The dredger (Komatsu PC210/LC Japan) appears in the photo as an isolated thing, and in your mind as an isolated thing, a tool to deal with the changing rivers that will no doubt burst their banks if the water rises too high. That river, from the sky, looks the same over many years, but it is not the same from one second to the next. And, the dredger is not the same, it is slightly worn out, has a sandwich pack on the dash, and a lower oil level.

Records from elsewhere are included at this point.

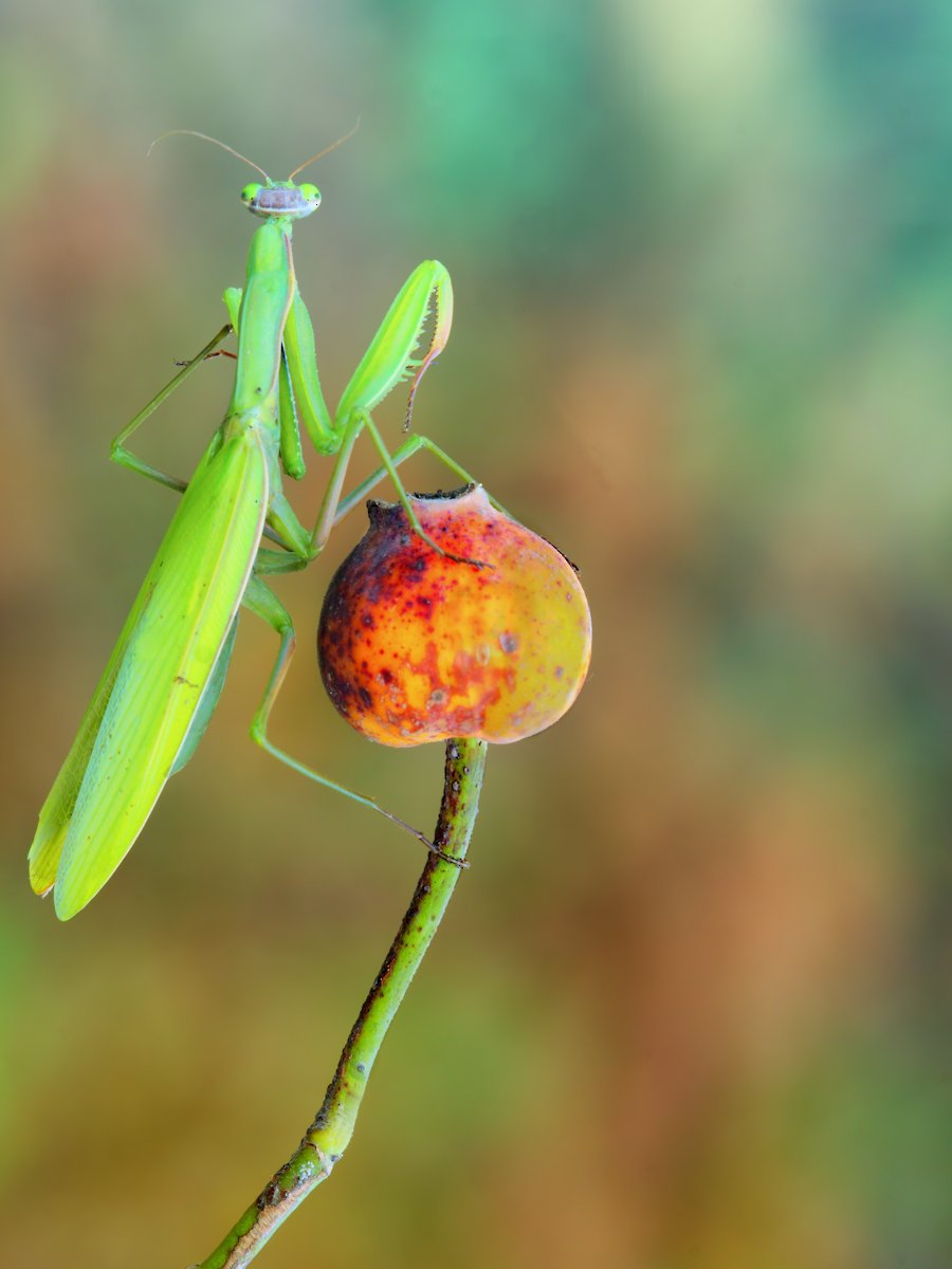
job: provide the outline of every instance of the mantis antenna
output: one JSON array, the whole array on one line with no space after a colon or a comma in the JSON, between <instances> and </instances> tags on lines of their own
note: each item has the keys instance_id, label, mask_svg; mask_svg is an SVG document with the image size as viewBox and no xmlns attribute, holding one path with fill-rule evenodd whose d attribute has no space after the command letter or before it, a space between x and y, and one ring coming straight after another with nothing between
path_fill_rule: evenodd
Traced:
<instances>
[{"instance_id":1,"label":"mantis antenna","mask_svg":"<svg viewBox=\"0 0 952 1269\"><path fill-rule=\"evenodd\" d=\"M316 155L311 155L310 159L305 159L305 161L300 166L294 168L294 170L288 176L288 180L293 180L294 176L297 176L297 174L300 171L303 171L305 168L310 168L312 162L316 162L319 159L322 159L325 155L329 155L331 152L331 150L336 150L338 146L343 146L345 141L349 141L350 137L353 137L353 135L357 132L357 129L359 127L360 127L360 117L358 115L357 117L357 123L353 126L353 128L349 132L345 132L343 137L338 137L336 141L333 141L329 146L325 146L324 150L319 150ZM260 168L258 170L260 171Z\"/></svg>"},{"instance_id":2,"label":"mantis antenna","mask_svg":"<svg viewBox=\"0 0 952 1269\"><path fill-rule=\"evenodd\" d=\"M353 131L354 129L352 128L352 132ZM350 136L350 133L348 133L348 136ZM231 146L226 146L225 142L223 141L218 141L217 137L206 136L204 132L195 132L194 128L169 128L168 132L162 132L161 136L157 136L155 138L155 141L151 143L151 146L146 151L146 159L151 155L151 152L155 150L155 147L159 145L159 142L160 141L165 141L166 137L198 137L199 141L208 141L213 146L218 146L220 150L226 150L230 155L234 155L236 159L240 159L241 162L246 162L249 168L254 168L255 171L260 171L260 174L264 176L264 179L268 181L268 184L269 185L272 184L272 179L268 175L268 173L264 170L264 168L259 168L256 162L251 162L250 159L246 159L242 154L239 154L237 150L232 150ZM340 140L341 141L347 141L347 137L341 137ZM335 146L340 145L340 141L335 141L334 145ZM327 148L333 150L334 146L329 146ZM326 154L326 151L324 151L324 152ZM319 157L320 157L320 155L315 155L315 159L319 159ZM307 161L311 162L310 159ZM297 170L300 171L301 169L298 168Z\"/></svg>"}]
</instances>

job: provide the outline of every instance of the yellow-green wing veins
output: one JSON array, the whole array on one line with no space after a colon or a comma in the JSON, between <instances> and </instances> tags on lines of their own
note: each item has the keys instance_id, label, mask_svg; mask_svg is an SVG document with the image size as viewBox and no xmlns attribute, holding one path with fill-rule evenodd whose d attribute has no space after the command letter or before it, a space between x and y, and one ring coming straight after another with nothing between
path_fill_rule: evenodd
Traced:
<instances>
[{"instance_id":1,"label":"yellow-green wing veins","mask_svg":"<svg viewBox=\"0 0 952 1269\"><path fill-rule=\"evenodd\" d=\"M267 504L254 431L232 435L183 496L84 718L86 746L95 731L85 772L80 779L71 751L58 801L50 806L55 786L41 812L30 859L36 851L42 873L30 876L46 890L52 871L62 920L109 879L173 770L248 585Z\"/></svg>"}]
</instances>

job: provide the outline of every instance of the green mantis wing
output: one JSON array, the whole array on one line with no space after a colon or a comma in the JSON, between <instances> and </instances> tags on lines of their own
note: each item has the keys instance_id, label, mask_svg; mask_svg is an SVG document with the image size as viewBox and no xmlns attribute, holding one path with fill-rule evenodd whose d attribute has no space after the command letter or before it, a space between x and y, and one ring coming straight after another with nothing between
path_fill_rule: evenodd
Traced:
<instances>
[{"instance_id":1,"label":"green mantis wing","mask_svg":"<svg viewBox=\"0 0 952 1269\"><path fill-rule=\"evenodd\" d=\"M38 893L55 886L61 920L105 884L178 769L248 586L267 506L259 434L213 442L39 812L30 883Z\"/></svg>"}]
</instances>

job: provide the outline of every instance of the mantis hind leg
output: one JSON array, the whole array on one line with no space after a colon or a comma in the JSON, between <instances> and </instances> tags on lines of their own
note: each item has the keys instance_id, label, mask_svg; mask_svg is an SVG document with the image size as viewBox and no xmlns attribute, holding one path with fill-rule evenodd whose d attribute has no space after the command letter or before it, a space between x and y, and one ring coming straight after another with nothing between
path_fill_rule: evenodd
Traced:
<instances>
[{"instance_id":1,"label":"mantis hind leg","mask_svg":"<svg viewBox=\"0 0 952 1269\"><path fill-rule=\"evenodd\" d=\"M159 485L164 485L166 489L174 489L178 494L182 494L187 486L188 481L180 480L178 476L169 476L166 472L160 471L157 467L152 467L151 463L145 462L137 454L133 454L131 449L126 448L126 442L129 439L133 431L137 431L146 419L155 414L159 406L170 397L175 388L180 387L185 379L192 374L192 372L211 357L217 349L218 344L231 334L231 322L218 331L208 343L204 345L201 353L197 353L190 362L185 362L179 373L169 379L161 391L156 392L151 401L149 401L138 414L131 419L126 426L116 437L113 437L112 447L109 450L109 457L114 463L121 467L127 467L129 471L136 472L138 476L145 476L147 480L154 480Z\"/></svg>"}]
</instances>

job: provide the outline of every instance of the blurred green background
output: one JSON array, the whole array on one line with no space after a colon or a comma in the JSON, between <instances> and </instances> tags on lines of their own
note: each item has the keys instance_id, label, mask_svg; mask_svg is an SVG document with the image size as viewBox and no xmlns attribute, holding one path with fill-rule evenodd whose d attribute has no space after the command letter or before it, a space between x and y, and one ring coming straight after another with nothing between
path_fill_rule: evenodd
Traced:
<instances>
[{"instance_id":1,"label":"blurred green background","mask_svg":"<svg viewBox=\"0 0 952 1269\"><path fill-rule=\"evenodd\" d=\"M207 1254L320 1103L420 867L248 741L273 637L246 618L93 907L60 925L25 877L173 505L109 439L217 329L253 230L227 155L146 147L194 127L282 175L358 114L297 235L325 382L418 260L449 266L416 426L579 562L595 659L557 728L490 754L352 1150L260 1263L952 1263L952 8L0 13L4 1264ZM138 450L188 473L228 378ZM281 588L274 735L429 825L439 749L350 733L310 652L362 519Z\"/></svg>"}]
</instances>

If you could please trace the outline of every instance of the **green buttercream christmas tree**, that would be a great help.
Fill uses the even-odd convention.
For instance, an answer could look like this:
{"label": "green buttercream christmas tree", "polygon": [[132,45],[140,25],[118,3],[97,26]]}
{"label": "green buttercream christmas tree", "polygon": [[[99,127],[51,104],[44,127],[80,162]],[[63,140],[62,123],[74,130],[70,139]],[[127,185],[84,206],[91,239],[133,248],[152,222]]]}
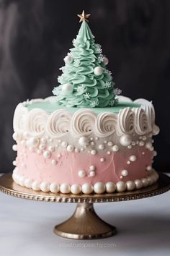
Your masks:
{"label": "green buttercream christmas tree", "polygon": [[73,40],[74,47],[64,58],[65,66],[60,69],[63,72],[58,78],[61,85],[53,90],[58,105],[94,108],[113,106],[117,102],[115,82],[106,68],[108,59],[94,42],[87,24],[89,15],[84,11],[78,15],[81,26]]}

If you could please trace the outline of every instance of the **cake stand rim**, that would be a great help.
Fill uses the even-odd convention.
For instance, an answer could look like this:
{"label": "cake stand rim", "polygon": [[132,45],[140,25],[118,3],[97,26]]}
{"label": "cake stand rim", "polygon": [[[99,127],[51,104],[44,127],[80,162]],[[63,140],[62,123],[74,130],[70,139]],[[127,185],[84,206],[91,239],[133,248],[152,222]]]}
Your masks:
{"label": "cake stand rim", "polygon": [[158,173],[158,175],[159,179],[155,184],[140,189],[123,192],[104,193],[101,195],[64,195],[40,191],[35,192],[17,185],[12,179],[12,174],[7,173],[0,176],[0,191],[17,197],[37,201],[78,203],[121,202],[151,197],[170,190],[170,177],[164,173]]}

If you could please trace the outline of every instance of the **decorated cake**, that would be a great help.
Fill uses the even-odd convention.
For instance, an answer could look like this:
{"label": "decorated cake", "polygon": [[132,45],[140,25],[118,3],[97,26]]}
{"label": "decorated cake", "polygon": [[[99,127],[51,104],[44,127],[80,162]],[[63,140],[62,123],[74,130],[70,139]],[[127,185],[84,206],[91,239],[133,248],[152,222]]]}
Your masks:
{"label": "decorated cake", "polygon": [[13,179],[50,193],[102,194],[156,183],[151,102],[119,95],[108,59],[95,43],[90,14],[60,69],[53,96],[20,103],[14,115]]}

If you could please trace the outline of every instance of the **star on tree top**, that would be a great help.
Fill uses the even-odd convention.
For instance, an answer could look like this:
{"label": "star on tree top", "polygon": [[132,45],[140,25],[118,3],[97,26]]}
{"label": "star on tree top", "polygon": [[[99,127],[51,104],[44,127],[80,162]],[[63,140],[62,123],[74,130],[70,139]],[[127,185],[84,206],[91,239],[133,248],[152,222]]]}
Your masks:
{"label": "star on tree top", "polygon": [[81,22],[83,21],[89,22],[87,19],[89,18],[90,14],[86,14],[84,10],[83,10],[81,14],[77,14],[77,16],[80,18],[79,22]]}

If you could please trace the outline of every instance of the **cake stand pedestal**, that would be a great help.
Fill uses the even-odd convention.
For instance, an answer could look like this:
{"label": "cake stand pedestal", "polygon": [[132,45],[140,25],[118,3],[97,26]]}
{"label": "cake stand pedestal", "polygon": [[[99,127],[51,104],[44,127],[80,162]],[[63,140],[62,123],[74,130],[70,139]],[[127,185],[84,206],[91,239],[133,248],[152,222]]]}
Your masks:
{"label": "cake stand pedestal", "polygon": [[116,234],[115,226],[107,223],[97,216],[93,207],[94,202],[120,202],[146,198],[164,193],[169,189],[170,178],[164,174],[159,174],[157,183],[142,189],[119,193],[78,195],[35,192],[17,185],[13,181],[12,174],[4,174],[0,177],[0,190],[10,195],[37,201],[77,202],[72,216],[54,228],[56,234],[76,239],[99,239]]}

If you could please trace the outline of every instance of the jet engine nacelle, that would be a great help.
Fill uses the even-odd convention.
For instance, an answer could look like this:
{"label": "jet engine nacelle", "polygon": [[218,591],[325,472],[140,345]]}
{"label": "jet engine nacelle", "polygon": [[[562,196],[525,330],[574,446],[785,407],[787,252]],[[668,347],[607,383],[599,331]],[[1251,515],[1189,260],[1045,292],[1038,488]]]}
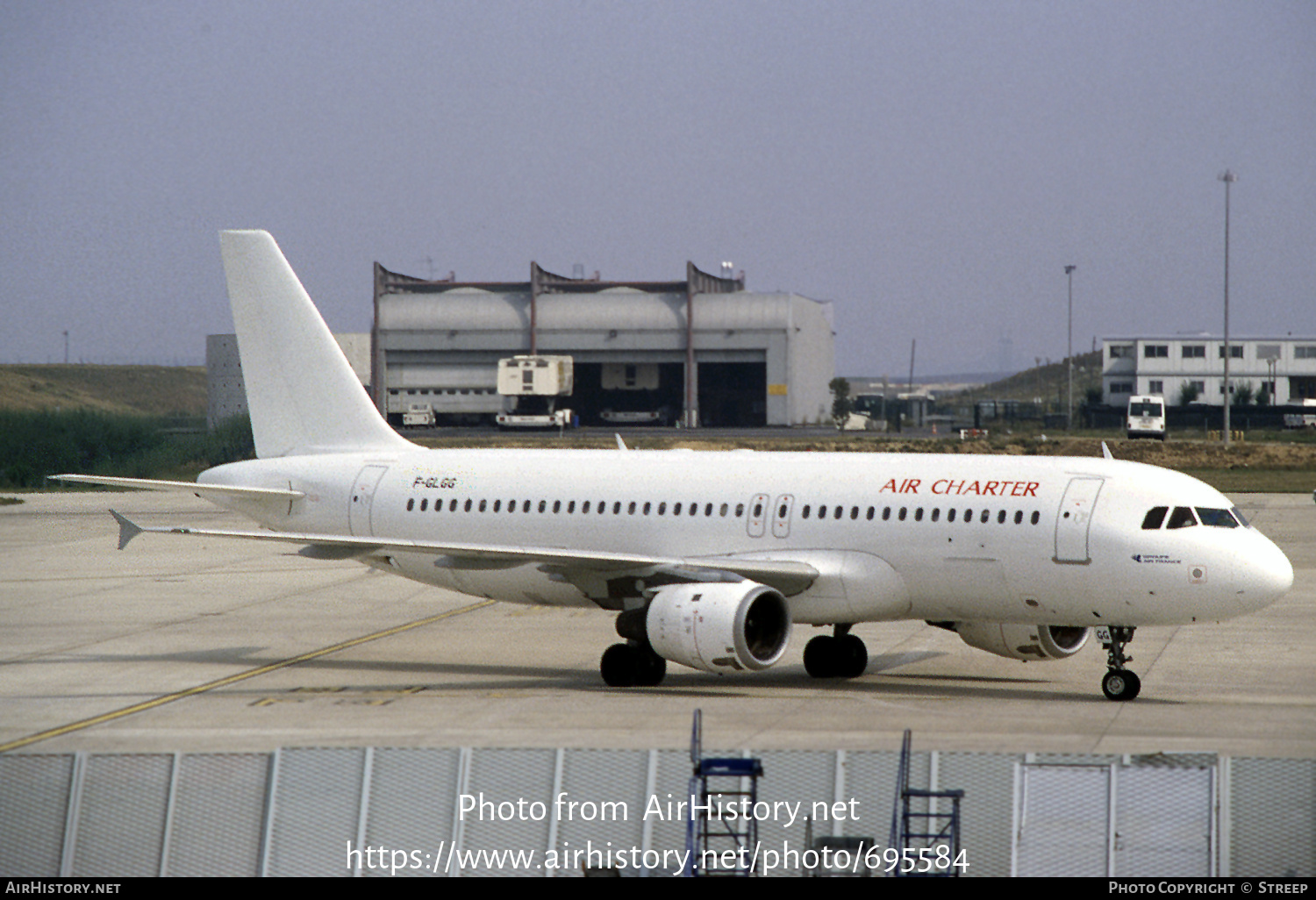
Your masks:
{"label": "jet engine nacelle", "polygon": [[971,647],[1011,659],[1065,659],[1087,643],[1092,629],[1065,625],[957,622],[955,633]]}
{"label": "jet engine nacelle", "polygon": [[654,651],[705,672],[767,668],[791,641],[786,597],[754,582],[671,584],[649,604]]}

Is that dredger really separate from us and everything else in the Universe? It was built by somebody who bought food from a shop you may work at, who did a tax return you may have helped on, from metal that came into existence over thousands of years…the driver may have helped you cross the road, you may have built or fixed the bike they used to get to work, you may have helped administer their booster injection. This model has 3G mobile data, which means it is connected over invisible waves in the air, that same air that you breathe. Everything is connected.
Our tendency is to hold on to a fixed organised life and halt it from changing (you also may be striving toward another better fixed place to get away from the fixed place you think you are in – either way, you want stability), to see ourselves being separate from everything else, as special. And then bury ourselves away in that way of thinking, resisting paying attention to things that don’t quite hold us steady.
This is natural, what we are taught growing up in the west, and a part of our survival instinct, but ultimately leads to unhappiness when things change outside our control and affect us… because… everything changes and we are all connected to everything else, it is a fruitless task to hold it steady.
If you pay attention to the world and to what is going on inside you, you may notice something. You may “see” what I am saying above is true. And, you may “see” that your wrangling mind and emotions are out of control but do heavily influence your decisions and actions. The solution is to just pay attention, nothing more. For example, you may have troubling thoughts and emotions which when just simply observed, lose their power, their edge.
Anyhow, enough of all that… have a great holiday, if you get a chance, and don’t be too hard on yourself and others (throwing a hot coal at your enemy will burn your hand! – someone once said that).